On a four-lane highway such as Highway 2, traffic in the right lane needs to slow to 60 km/h when approaching any emergency vehicle, road workers and tow trucks or safely move to the left lane. Drivers in the left lane should remain at the designated highway speed for safety reasons.

Evident on the video’s Facebook page, some drivers believe it is acceptable to slow to 60 km/h while driving in the left lane. “That causes traffic concerns. It can lead to traffic congestion and rear-end collisions,” said Court.

Court says incidences such as the one in the video happen more frequently than many people think. He spoke of a cruiser in Innisfail that was rear-ended twice in one month during traffic stops while its emergency lights were activated.

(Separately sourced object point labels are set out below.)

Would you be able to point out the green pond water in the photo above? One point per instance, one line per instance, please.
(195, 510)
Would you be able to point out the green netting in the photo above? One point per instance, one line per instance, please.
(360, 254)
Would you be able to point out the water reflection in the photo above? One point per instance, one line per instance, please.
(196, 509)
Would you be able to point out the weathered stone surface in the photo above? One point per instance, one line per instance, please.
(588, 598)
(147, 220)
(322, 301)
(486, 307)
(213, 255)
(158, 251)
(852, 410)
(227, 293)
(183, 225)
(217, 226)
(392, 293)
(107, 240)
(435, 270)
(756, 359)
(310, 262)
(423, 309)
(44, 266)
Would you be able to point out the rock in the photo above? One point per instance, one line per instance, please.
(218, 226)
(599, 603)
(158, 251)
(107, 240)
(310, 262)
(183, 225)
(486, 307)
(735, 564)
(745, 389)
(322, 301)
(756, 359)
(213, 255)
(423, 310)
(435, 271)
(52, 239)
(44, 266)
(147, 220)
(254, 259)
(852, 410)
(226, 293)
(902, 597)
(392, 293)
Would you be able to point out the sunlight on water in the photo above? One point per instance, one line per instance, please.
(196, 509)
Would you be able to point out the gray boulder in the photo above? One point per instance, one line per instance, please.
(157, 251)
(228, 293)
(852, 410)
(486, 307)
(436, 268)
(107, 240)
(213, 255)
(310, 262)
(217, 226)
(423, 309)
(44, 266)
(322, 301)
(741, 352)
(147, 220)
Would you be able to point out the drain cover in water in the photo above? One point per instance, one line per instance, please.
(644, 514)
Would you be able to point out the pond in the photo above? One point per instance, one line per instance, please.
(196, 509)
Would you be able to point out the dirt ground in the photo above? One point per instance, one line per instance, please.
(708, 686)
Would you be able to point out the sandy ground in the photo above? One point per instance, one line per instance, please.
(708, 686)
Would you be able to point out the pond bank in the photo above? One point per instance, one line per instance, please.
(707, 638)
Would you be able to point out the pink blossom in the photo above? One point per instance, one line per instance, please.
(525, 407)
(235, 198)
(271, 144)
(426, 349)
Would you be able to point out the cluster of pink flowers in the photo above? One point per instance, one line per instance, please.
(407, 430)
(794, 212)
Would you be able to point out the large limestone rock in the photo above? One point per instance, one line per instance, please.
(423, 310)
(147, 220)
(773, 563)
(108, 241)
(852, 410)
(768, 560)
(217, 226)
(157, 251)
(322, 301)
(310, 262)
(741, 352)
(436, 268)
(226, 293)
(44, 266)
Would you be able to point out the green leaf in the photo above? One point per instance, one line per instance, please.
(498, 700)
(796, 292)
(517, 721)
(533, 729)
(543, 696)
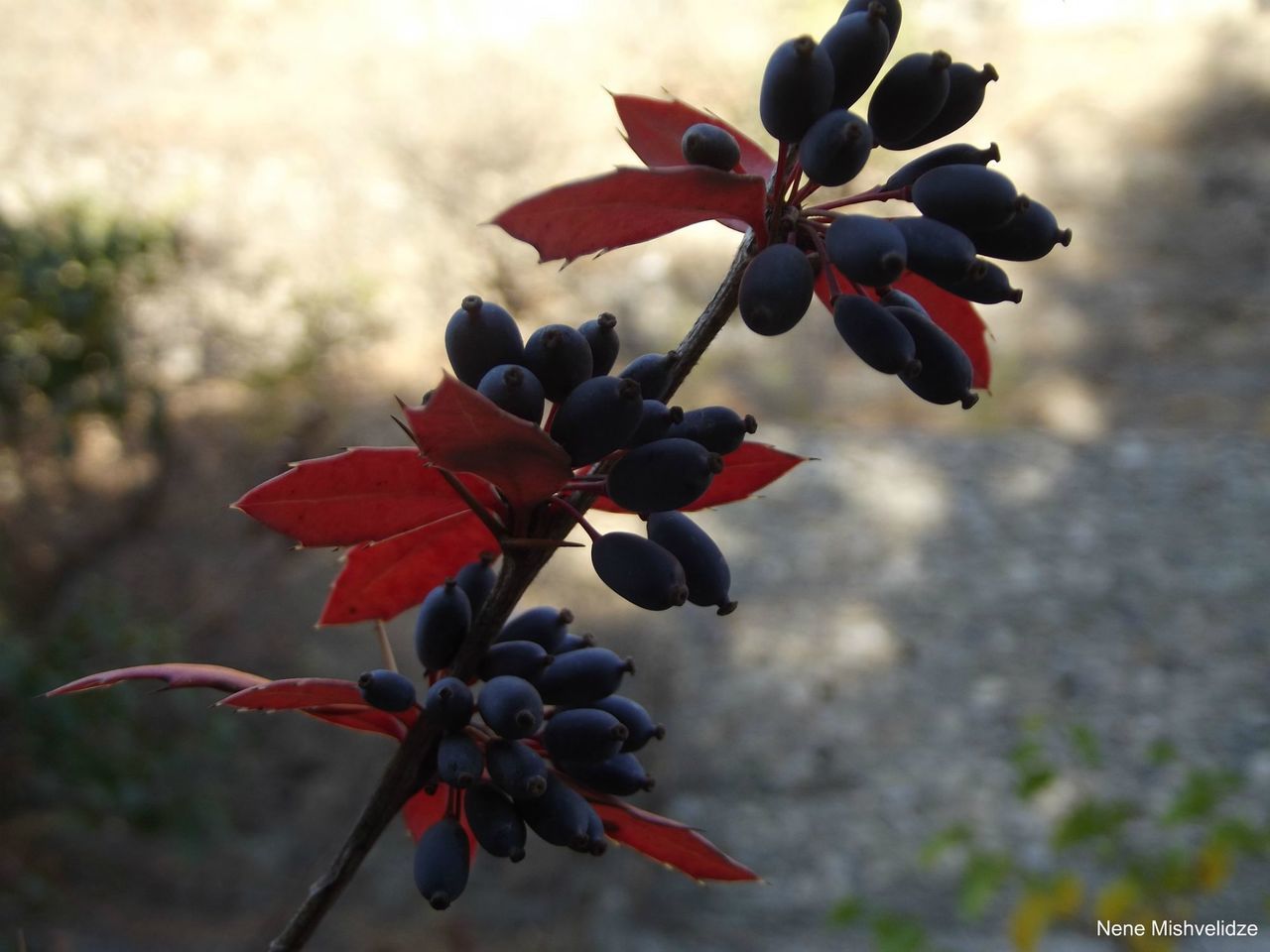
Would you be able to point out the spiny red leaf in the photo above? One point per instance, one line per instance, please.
(654, 128)
(629, 206)
(425, 809)
(746, 470)
(176, 674)
(955, 315)
(461, 430)
(359, 495)
(382, 579)
(671, 843)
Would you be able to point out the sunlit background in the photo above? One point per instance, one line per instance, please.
(994, 674)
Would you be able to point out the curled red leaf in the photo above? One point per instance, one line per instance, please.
(746, 470)
(670, 843)
(627, 206)
(654, 128)
(359, 495)
(382, 579)
(461, 430)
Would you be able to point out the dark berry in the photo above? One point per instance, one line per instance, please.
(583, 676)
(561, 358)
(937, 250)
(640, 571)
(494, 821)
(798, 89)
(966, 86)
(640, 728)
(835, 148)
(657, 419)
(875, 335)
(477, 579)
(890, 14)
(449, 705)
(441, 862)
(908, 98)
(989, 287)
(620, 775)
(458, 761)
(444, 621)
(561, 816)
(703, 566)
(511, 707)
(545, 626)
(601, 334)
(525, 658)
(583, 734)
(1030, 235)
(706, 144)
(652, 372)
(968, 197)
(481, 335)
(598, 417)
(776, 290)
(516, 390)
(668, 474)
(955, 154)
(720, 429)
(386, 690)
(867, 250)
(947, 372)
(857, 46)
(516, 770)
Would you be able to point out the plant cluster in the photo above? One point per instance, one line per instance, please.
(521, 724)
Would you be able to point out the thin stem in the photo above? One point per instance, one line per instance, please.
(875, 194)
(381, 634)
(405, 774)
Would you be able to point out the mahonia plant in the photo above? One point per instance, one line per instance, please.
(521, 726)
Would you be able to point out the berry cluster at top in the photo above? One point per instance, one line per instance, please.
(552, 738)
(968, 211)
(621, 438)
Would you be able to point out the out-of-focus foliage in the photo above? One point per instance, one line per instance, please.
(1112, 860)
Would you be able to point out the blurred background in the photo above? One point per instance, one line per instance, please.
(994, 674)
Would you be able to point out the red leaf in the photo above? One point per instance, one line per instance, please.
(176, 674)
(955, 315)
(363, 494)
(656, 126)
(463, 431)
(425, 809)
(382, 579)
(671, 843)
(629, 206)
(746, 470)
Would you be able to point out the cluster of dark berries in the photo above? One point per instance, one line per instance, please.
(968, 211)
(621, 438)
(552, 734)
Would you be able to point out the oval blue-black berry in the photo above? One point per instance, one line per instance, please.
(444, 617)
(441, 862)
(388, 690)
(598, 417)
(667, 474)
(867, 250)
(583, 676)
(481, 335)
(511, 707)
(494, 823)
(835, 148)
(776, 290)
(640, 571)
(798, 89)
(706, 144)
(703, 566)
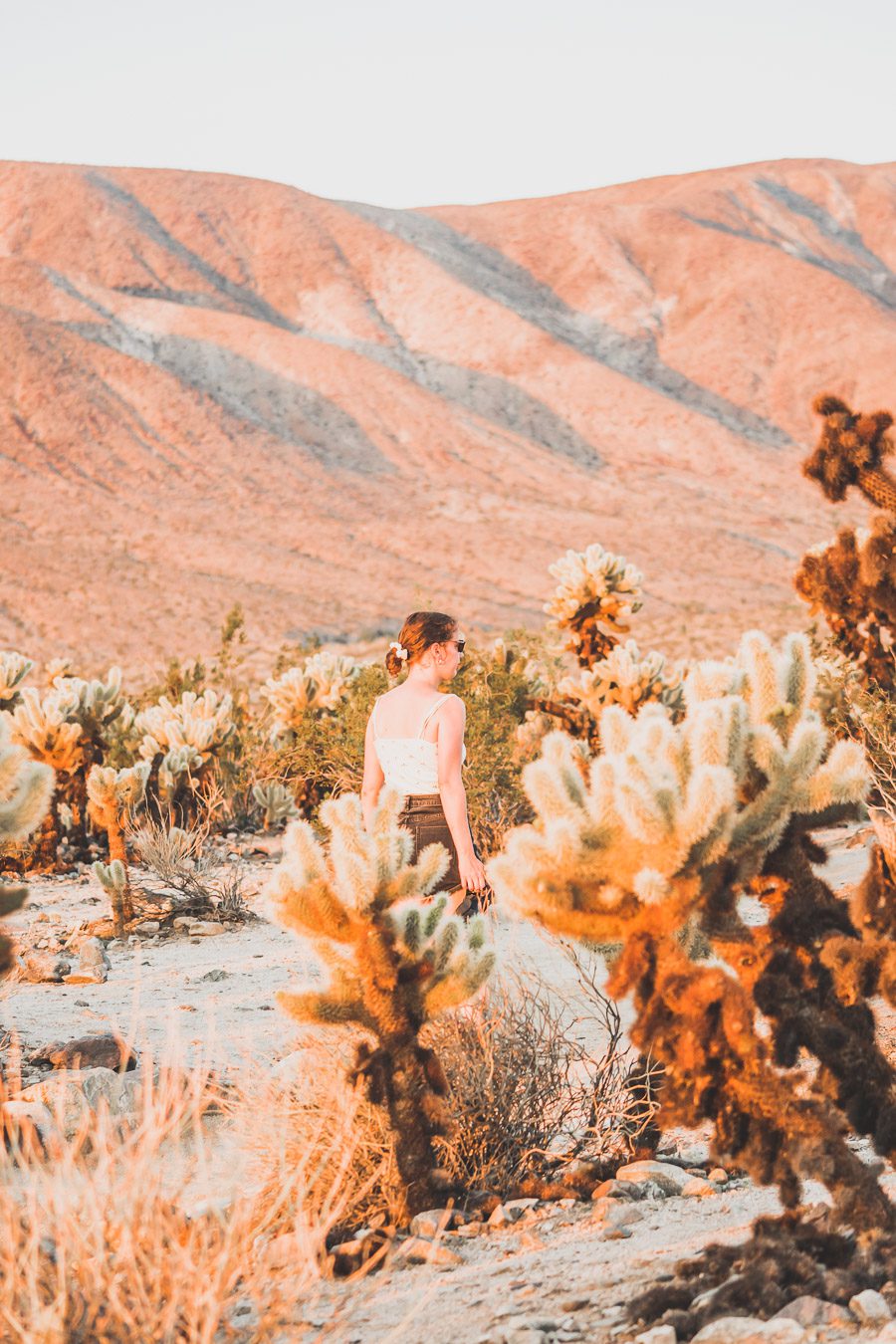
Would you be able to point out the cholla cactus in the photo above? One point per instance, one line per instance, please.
(595, 598)
(394, 963)
(14, 669)
(852, 583)
(277, 802)
(114, 795)
(113, 879)
(320, 683)
(850, 452)
(623, 678)
(852, 580)
(68, 728)
(668, 828)
(183, 741)
(26, 789)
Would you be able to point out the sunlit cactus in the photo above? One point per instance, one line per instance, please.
(68, 728)
(183, 740)
(394, 963)
(668, 826)
(276, 801)
(595, 597)
(626, 679)
(26, 787)
(322, 682)
(113, 797)
(14, 669)
(114, 882)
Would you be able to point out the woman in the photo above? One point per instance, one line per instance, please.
(415, 745)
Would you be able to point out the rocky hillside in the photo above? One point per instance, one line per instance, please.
(215, 388)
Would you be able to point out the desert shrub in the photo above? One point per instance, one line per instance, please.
(187, 866)
(526, 1091)
(112, 1233)
(676, 822)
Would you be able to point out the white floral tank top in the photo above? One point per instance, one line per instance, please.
(410, 765)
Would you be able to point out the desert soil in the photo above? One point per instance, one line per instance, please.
(559, 1274)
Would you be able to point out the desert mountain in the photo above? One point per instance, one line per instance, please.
(215, 388)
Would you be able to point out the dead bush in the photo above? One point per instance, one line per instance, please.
(527, 1093)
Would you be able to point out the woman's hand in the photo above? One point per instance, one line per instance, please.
(472, 872)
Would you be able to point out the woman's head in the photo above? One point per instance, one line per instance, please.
(426, 638)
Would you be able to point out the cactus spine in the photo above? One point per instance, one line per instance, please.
(394, 963)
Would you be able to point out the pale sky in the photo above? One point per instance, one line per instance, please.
(411, 103)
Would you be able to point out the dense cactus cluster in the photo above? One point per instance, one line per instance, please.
(69, 729)
(181, 740)
(26, 787)
(626, 679)
(595, 598)
(394, 964)
(319, 683)
(852, 579)
(681, 824)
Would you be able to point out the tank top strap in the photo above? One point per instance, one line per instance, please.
(438, 703)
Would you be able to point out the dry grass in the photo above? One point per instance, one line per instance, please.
(112, 1235)
(527, 1093)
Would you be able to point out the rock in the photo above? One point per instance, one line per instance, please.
(46, 968)
(26, 1124)
(72, 1094)
(204, 928)
(92, 956)
(100, 1050)
(658, 1335)
(617, 1190)
(668, 1176)
(699, 1189)
(871, 1308)
(433, 1224)
(749, 1329)
(415, 1250)
(615, 1213)
(814, 1310)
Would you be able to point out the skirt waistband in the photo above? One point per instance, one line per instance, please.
(422, 802)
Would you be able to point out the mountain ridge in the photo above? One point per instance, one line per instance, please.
(218, 388)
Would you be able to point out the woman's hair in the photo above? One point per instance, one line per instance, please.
(419, 632)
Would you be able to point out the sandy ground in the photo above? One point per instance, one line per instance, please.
(560, 1269)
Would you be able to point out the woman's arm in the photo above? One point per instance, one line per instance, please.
(373, 777)
(452, 719)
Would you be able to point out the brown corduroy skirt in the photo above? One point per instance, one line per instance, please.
(423, 816)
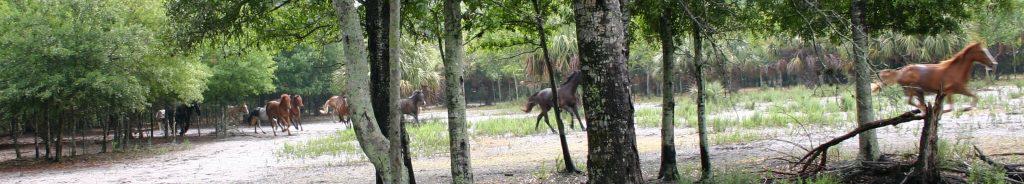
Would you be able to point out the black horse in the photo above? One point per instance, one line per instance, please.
(183, 117)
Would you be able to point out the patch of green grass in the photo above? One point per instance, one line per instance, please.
(979, 172)
(511, 126)
(341, 142)
(735, 137)
(428, 138)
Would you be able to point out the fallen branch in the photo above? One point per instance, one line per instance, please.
(819, 154)
(1013, 171)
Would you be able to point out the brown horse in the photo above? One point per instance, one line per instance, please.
(567, 99)
(412, 105)
(297, 111)
(947, 77)
(280, 109)
(340, 105)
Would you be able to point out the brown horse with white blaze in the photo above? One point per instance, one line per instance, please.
(280, 109)
(340, 105)
(948, 77)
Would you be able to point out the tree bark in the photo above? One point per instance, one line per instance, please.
(927, 165)
(462, 170)
(539, 21)
(603, 47)
(668, 172)
(377, 147)
(706, 169)
(862, 79)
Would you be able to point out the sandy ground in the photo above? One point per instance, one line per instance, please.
(252, 158)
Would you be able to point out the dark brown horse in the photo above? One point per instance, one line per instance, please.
(280, 109)
(412, 104)
(340, 105)
(567, 99)
(297, 111)
(948, 77)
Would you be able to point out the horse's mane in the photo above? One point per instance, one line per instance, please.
(960, 55)
(286, 100)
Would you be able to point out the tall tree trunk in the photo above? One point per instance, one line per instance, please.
(862, 79)
(698, 63)
(601, 32)
(462, 170)
(928, 166)
(539, 21)
(375, 145)
(668, 171)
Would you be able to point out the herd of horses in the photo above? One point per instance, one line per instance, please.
(947, 77)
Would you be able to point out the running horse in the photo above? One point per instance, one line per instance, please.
(280, 109)
(567, 99)
(297, 111)
(340, 105)
(412, 105)
(949, 77)
(183, 117)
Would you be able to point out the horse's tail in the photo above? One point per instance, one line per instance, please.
(327, 105)
(529, 103)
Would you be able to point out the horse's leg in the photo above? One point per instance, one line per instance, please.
(548, 122)
(576, 112)
(974, 99)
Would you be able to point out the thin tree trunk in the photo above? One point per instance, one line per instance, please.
(14, 134)
(107, 128)
(539, 21)
(462, 170)
(602, 33)
(668, 171)
(862, 78)
(372, 140)
(706, 169)
(928, 165)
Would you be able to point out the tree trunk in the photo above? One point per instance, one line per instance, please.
(668, 171)
(13, 135)
(862, 80)
(375, 145)
(107, 128)
(601, 32)
(928, 166)
(539, 21)
(462, 170)
(698, 63)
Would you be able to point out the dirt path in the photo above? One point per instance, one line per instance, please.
(251, 158)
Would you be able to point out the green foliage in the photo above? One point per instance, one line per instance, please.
(238, 75)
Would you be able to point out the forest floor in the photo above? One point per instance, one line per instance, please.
(501, 158)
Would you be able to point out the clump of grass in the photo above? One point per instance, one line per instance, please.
(428, 138)
(511, 126)
(341, 142)
(735, 137)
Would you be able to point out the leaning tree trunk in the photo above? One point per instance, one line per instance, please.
(701, 96)
(539, 21)
(928, 166)
(862, 80)
(377, 147)
(668, 172)
(603, 52)
(459, 140)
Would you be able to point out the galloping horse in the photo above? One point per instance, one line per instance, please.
(948, 77)
(182, 117)
(256, 117)
(340, 105)
(412, 104)
(567, 99)
(280, 109)
(297, 111)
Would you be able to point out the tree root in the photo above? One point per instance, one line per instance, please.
(815, 159)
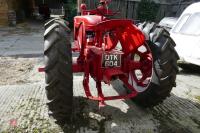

“Traffic stops pose a significant risk to the officer,” said Court. In some cases they lead to serious injuries and death for the officers.

One of the main causes of traffic stop accidents is people don’t take defensive measures until the last second and, especially if road conditions are slippery, this can causes the driver to lose control of the vehicle.

“We take traffic safety very seriously and we take traffic stops very seriously. That’s why you sometimes see passenger-side approaches,” said Court.

Drivers who aren’t following safety rules when driving also pose a large threat to roadside workers, who may be subject to the dangerous drivers for several hours. “I believe there was one killed this late summer near Strathmore,” said Court.

“Drive, think. Driving is not a leisure activity,” said Court, who wants to remind drivers to pay attention to the roads at all times while driving “Traffic conditions and road conditions can change in the blink of an eye.”

While it’s illegal to park on the side of the highway unless it’s an emergency, drivers who continue to do so also put themselves at risk. “We have responded to numerous collisions that resulted in fatalities from vehicles being parked on the shoulder,” said Court.

If a driver feels they must pull over, use highway exits because they’re safer due to less traffic volume, or find a designated rest area.

For those experiencing a mechanical breakdown, drivers should move their vehicle as far to the right as possible — off the shoulder of the road.

Court finds many young or inexperienced drivers leave their vehicle still parked partway in the driving lane or straddling the fog line because they believe they will lose control if they move over any farther. “They’re terrified to have their tires leave the road.”

“Everyone thinks the QE2 is a very unsafe highway but they don’t take any precautions, they don’t think ahead,” he added.

The driver who clipped the mirror in the video was charged with careless driving and will appear in Ponoka traffic court in November.